If you find DCHN useful in your research, please consider citing:

@article{hu2021joint,
  author={Hu, Peng and Peng, Xi and Zhu, Hongyuan and Lin, Jie and Zhen, Liangli and Peng, Dezhong},
  journal={IEEE Transactions on Cybernetics}, 
  title={Joint Versus Independent Multiview Hashing for Cross-View Retrieval}, 
  year={2021},
  volume={51},
  number={10},
  pages={4982-4993},
  doi={10.1109/TCYB.2020.3027614}}
}
Owner
https://penghu-cs.github.io/
Action Segmentation Evaluation

Reference Action Segmentation Evaluation Code This repository contains the reference code for action segmentation evaluation.
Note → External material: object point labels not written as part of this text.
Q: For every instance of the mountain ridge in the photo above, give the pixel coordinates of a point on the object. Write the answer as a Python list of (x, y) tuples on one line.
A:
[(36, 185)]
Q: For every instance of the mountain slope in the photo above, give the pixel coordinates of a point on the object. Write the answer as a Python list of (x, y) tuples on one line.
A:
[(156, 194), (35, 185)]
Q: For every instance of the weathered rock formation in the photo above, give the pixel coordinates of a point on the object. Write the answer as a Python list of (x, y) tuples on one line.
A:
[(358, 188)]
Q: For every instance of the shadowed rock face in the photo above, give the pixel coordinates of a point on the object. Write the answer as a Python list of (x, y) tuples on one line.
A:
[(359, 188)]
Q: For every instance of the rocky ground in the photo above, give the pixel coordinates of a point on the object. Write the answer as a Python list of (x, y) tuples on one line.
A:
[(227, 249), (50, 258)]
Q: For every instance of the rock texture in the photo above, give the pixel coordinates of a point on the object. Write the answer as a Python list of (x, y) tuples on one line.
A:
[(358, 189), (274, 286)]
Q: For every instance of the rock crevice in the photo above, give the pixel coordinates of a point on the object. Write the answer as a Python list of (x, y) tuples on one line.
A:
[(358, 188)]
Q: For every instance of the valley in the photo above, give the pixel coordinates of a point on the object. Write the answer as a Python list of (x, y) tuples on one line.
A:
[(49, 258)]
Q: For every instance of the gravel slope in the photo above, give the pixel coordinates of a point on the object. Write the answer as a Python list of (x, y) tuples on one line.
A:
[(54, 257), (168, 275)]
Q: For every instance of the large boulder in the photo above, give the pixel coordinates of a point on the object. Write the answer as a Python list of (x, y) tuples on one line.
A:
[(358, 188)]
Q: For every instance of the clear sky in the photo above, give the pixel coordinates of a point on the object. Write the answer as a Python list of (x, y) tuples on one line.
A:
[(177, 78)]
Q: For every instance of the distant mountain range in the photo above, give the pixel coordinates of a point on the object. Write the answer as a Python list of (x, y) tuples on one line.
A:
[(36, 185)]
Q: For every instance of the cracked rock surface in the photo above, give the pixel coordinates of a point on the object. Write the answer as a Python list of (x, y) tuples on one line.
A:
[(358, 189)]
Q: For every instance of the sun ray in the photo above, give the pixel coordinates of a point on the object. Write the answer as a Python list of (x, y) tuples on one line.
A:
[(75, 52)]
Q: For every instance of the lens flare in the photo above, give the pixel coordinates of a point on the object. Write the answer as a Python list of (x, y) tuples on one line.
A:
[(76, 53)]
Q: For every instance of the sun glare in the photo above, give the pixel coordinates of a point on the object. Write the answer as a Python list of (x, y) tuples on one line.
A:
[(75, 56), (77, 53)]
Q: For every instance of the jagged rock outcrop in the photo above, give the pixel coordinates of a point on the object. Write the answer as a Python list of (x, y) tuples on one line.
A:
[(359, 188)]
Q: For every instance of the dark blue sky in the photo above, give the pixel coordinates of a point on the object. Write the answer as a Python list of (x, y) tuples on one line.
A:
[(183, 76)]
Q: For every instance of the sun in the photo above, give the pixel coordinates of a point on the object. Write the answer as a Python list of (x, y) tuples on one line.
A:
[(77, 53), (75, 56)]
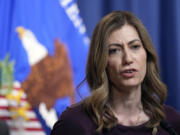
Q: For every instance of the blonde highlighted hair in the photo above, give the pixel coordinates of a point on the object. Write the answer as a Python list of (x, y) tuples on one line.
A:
[(153, 89)]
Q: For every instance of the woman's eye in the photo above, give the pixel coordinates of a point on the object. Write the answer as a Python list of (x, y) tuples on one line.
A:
[(113, 50), (135, 47)]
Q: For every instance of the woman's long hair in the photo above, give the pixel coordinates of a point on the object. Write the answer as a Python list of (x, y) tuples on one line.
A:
[(153, 89)]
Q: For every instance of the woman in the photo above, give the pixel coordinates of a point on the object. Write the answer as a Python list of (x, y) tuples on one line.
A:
[(122, 73)]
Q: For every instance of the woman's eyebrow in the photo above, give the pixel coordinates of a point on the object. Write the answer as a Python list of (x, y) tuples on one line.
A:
[(132, 41)]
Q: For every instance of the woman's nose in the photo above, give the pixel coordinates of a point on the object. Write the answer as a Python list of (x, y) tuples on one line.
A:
[(127, 57)]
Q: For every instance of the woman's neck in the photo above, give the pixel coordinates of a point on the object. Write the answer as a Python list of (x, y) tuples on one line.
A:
[(126, 99)]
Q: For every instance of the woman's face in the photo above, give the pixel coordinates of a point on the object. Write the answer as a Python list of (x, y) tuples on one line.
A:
[(127, 58)]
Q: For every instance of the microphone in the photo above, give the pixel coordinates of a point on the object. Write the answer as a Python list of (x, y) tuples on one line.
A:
[(168, 128)]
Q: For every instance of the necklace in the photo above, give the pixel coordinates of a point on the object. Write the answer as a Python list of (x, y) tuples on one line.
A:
[(137, 122)]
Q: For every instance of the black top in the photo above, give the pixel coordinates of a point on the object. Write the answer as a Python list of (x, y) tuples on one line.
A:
[(75, 121)]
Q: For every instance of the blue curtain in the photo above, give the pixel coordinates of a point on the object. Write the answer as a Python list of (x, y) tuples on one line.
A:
[(162, 20)]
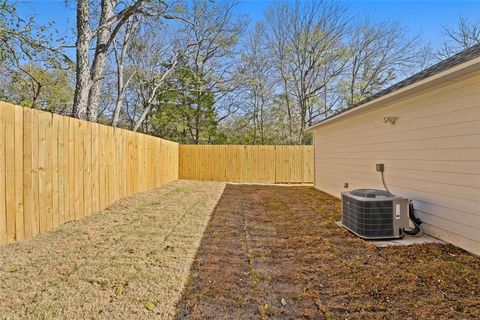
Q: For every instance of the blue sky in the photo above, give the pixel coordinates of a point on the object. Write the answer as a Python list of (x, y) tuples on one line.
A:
[(425, 18)]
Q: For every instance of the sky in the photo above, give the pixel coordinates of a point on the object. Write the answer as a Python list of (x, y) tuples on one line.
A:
[(423, 18)]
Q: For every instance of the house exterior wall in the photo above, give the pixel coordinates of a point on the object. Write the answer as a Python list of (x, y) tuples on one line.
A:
[(431, 155)]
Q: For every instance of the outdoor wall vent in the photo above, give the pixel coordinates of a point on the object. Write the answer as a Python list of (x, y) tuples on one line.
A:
[(374, 214)]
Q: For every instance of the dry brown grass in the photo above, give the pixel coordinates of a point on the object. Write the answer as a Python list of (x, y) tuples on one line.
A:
[(276, 252), (130, 261)]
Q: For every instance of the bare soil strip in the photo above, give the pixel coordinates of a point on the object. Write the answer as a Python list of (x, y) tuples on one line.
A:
[(276, 252), (129, 262)]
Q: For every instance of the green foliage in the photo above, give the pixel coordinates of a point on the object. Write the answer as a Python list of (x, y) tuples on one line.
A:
[(38, 87), (186, 110)]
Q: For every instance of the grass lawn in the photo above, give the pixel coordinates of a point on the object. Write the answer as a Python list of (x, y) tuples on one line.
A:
[(276, 252), (202, 250)]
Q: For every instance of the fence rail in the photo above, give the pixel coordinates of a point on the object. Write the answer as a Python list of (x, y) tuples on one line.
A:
[(54, 169), (240, 163)]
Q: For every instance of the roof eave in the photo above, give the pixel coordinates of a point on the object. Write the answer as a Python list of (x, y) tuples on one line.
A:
[(446, 75)]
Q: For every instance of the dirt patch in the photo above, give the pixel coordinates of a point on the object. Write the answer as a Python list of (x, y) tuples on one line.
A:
[(276, 252), (130, 261)]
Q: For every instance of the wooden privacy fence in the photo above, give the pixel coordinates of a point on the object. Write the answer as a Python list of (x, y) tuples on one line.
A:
[(239, 163), (54, 169)]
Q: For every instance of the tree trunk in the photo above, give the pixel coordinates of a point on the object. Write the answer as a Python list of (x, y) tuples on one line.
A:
[(82, 85), (98, 66)]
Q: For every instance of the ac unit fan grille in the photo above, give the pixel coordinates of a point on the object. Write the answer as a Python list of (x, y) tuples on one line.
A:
[(368, 218)]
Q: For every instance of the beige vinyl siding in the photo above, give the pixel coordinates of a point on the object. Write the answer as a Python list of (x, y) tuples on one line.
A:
[(431, 155)]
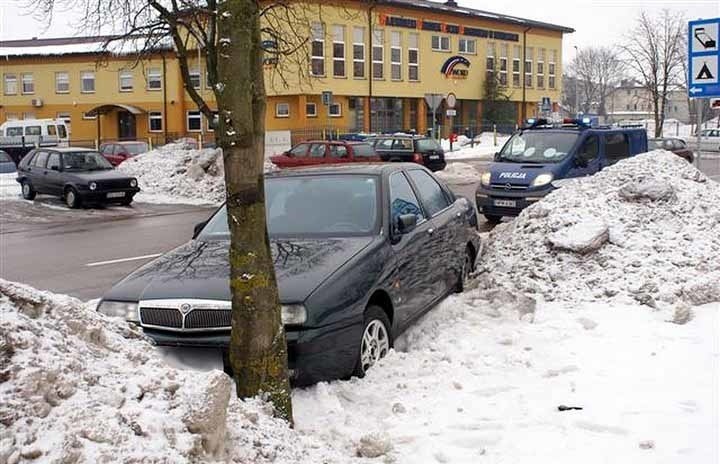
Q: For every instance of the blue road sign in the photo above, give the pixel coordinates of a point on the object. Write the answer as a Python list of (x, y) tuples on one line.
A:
[(703, 58)]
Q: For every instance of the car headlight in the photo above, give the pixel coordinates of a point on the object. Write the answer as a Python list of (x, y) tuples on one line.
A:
[(542, 179), (124, 309), (293, 314), (485, 178)]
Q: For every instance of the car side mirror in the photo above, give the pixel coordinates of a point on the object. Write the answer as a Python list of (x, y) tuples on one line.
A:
[(406, 223), (198, 228)]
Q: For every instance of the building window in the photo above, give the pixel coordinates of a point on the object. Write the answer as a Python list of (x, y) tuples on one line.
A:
[(154, 79), (155, 121), (467, 46), (541, 68), (64, 116), (317, 50), (517, 50), (28, 85), (126, 83), (87, 82), (335, 110), (338, 51), (10, 84), (413, 57), (194, 121), (528, 67), (503, 64), (359, 52), (490, 62), (282, 110), (440, 43), (551, 69), (62, 82), (195, 78), (395, 56), (378, 53)]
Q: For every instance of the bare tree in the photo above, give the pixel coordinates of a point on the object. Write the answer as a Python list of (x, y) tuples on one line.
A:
[(654, 51), (237, 38), (598, 71)]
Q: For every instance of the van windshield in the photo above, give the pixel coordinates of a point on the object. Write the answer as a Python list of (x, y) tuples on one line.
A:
[(538, 147)]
If you have a bug-fix/im

5 May 22, 2022
Visual Tracking by TridenAlign and Context Embedding

Visual Tracking by TridentAlign and Context Embedding (TACT) Test code for "Visual Tracking by TridentAlign and Context Embedding" Janghoon Choi, Juns

Janghoon Choi 32 Aug 25, 2021
Pytorch implementation of the Variational Recurrent Neural Network (VRNN).

VariationalRecurrentNeuralNetwork Pytorch implementation of the Variational RNN (VRNN), from A Recurrent Latent Variable Model for Sequential Data. Th

emmanuel 251 Dec 17, 2022
RodoSol-ALPR Dataset

RodoSol-ALPR Dataset This dataset, called RodoSol-ALPR dataset, contains 20,000 images captured by static cameras located at pay tolls owned by the Ro

Rayson Laroca 45 Dec 15, 2022
HeatNet is a python package that provides tools to build, train and evaluate neural networks designed to predict extreme heat wave events globally on daily to subseasonal timescales.
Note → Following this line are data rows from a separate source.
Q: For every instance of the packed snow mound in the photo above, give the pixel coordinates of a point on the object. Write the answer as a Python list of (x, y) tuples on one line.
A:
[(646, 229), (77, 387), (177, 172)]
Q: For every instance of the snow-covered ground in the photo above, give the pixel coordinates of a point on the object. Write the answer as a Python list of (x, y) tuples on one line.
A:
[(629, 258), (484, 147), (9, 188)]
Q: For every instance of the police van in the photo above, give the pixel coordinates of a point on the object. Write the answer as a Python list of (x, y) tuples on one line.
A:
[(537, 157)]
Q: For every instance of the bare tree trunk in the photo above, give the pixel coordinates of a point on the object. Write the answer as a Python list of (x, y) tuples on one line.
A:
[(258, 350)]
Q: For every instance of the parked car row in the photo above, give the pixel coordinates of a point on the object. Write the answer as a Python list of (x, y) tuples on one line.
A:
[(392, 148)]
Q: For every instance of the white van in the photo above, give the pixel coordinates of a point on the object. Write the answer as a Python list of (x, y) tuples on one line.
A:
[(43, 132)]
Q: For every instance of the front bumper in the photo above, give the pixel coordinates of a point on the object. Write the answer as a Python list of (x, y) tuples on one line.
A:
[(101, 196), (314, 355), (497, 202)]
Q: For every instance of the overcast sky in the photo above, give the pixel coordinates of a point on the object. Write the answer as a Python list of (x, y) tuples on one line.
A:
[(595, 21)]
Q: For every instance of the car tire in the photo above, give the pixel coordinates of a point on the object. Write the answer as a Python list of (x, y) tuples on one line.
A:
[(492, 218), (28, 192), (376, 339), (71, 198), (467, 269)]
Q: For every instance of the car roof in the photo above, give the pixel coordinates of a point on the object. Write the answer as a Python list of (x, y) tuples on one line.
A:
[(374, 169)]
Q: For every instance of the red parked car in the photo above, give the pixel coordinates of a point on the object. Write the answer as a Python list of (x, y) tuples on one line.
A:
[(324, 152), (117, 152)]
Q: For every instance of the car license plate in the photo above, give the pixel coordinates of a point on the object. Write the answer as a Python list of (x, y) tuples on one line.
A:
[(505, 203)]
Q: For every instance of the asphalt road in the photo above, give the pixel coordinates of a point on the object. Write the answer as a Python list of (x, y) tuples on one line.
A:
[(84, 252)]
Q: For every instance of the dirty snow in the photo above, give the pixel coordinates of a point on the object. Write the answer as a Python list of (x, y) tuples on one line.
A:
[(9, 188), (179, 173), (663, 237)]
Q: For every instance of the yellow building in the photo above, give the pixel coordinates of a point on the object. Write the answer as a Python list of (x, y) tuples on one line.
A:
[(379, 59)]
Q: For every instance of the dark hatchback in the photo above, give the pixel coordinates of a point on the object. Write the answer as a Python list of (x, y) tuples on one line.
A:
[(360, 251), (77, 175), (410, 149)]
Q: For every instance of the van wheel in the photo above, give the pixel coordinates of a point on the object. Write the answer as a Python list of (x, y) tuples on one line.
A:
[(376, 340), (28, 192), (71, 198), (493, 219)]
HeatNet HeatNet is a python package that provides tools to build, train and evaluate neural networks designed to predict extreme heat wave events glob

Google Research 6 Jul 07, 2022
patchmatch和patchmatchstereo算法的python实现

patchmatch patchmatch以及patchmatchstereo算法的python版实现 patchmatch参考 github patchmatchstereo参考李迎松博士的c++版代码 由于patchmatchstereo没有做任何优化,并且是python的代码,主要是方便解析算

Sanders Bao 11 Dec 02, 2022
CoSMA: Convolutional Semi-Regular Mesh Autoencoder. From Paper "Mesh Convolutional Autoencoder for Semi-Regular Meshes of Different Sizes"
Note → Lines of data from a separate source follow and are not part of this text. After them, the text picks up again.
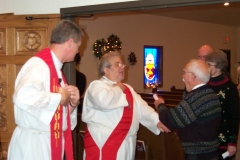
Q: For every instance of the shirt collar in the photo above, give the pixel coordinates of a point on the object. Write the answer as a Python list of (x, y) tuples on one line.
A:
[(199, 85), (58, 64), (104, 77)]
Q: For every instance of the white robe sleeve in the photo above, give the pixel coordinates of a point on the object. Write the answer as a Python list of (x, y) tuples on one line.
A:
[(32, 91), (73, 118), (148, 116)]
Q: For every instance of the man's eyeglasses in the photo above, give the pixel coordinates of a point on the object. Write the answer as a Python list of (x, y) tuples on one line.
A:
[(118, 64), (183, 72)]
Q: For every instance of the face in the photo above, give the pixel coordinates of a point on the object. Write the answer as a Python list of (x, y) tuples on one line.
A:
[(201, 54), (73, 49), (213, 70), (186, 77), (115, 72)]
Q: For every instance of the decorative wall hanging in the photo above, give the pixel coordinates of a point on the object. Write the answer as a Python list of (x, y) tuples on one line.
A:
[(98, 48), (132, 58), (102, 46), (153, 67)]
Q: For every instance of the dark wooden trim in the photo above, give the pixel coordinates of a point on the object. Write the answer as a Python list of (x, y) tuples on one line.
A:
[(132, 6)]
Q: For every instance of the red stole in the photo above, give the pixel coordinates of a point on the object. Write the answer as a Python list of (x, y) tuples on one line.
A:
[(56, 122), (113, 143)]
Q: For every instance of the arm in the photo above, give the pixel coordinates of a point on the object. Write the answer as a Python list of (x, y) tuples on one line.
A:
[(32, 93), (232, 103)]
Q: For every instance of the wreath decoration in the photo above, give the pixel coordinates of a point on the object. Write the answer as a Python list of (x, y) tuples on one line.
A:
[(99, 48), (132, 58), (102, 46), (113, 43)]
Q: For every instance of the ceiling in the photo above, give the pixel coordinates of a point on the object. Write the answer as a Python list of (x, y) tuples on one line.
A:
[(211, 13)]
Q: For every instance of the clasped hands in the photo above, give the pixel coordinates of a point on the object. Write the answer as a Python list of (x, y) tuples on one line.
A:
[(160, 125), (69, 95)]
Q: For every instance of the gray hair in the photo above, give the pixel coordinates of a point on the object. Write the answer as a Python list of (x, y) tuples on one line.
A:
[(105, 61), (200, 69), (64, 31), (218, 57)]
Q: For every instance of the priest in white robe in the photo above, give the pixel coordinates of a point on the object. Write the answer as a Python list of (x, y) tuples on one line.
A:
[(44, 105), (112, 111)]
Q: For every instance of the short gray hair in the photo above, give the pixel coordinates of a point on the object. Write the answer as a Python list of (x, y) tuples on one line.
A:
[(200, 70), (218, 57), (64, 31), (105, 60)]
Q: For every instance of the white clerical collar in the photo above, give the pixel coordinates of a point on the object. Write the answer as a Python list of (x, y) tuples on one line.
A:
[(58, 64), (199, 85), (104, 77)]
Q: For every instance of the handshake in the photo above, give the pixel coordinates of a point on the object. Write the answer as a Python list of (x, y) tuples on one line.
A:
[(160, 125)]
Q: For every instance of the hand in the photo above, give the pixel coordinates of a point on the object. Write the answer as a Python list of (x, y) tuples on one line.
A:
[(74, 95), (157, 102), (121, 85), (232, 150), (65, 96), (162, 127)]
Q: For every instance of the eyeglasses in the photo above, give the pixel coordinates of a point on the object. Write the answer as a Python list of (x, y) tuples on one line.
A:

Mesh Convolutional Autoencoder for Semi-Regular Meshes of Different Sizes Implementation of CoSMA: Convolutional Semi-Regular Mesh Autoencoder arXiv p

Fraunhofer SCAI 10 Oct 11, 2022
SAN for Product Attributes Prediction

SAN Heterogeneous Star Graph Attention Network for Product Attributes Prediction This repository contains the official PyTorch implementation for ADVI

Xuejiao Zhao 9 Dec 12, 2022
This repository contains python code necessary to replicated the experiments performed in our paper "Invariant Ancestry Search"

InvariantAncestrySearch This repository contains python code necessary to replicated the experiments performed in our paper "Invariant Ancestry Search

Phillip Bredahl Mogensen 0 Feb 02, 2022
Research code for the paper "Variational Gibbs inference for statistical estimation from incomplete data".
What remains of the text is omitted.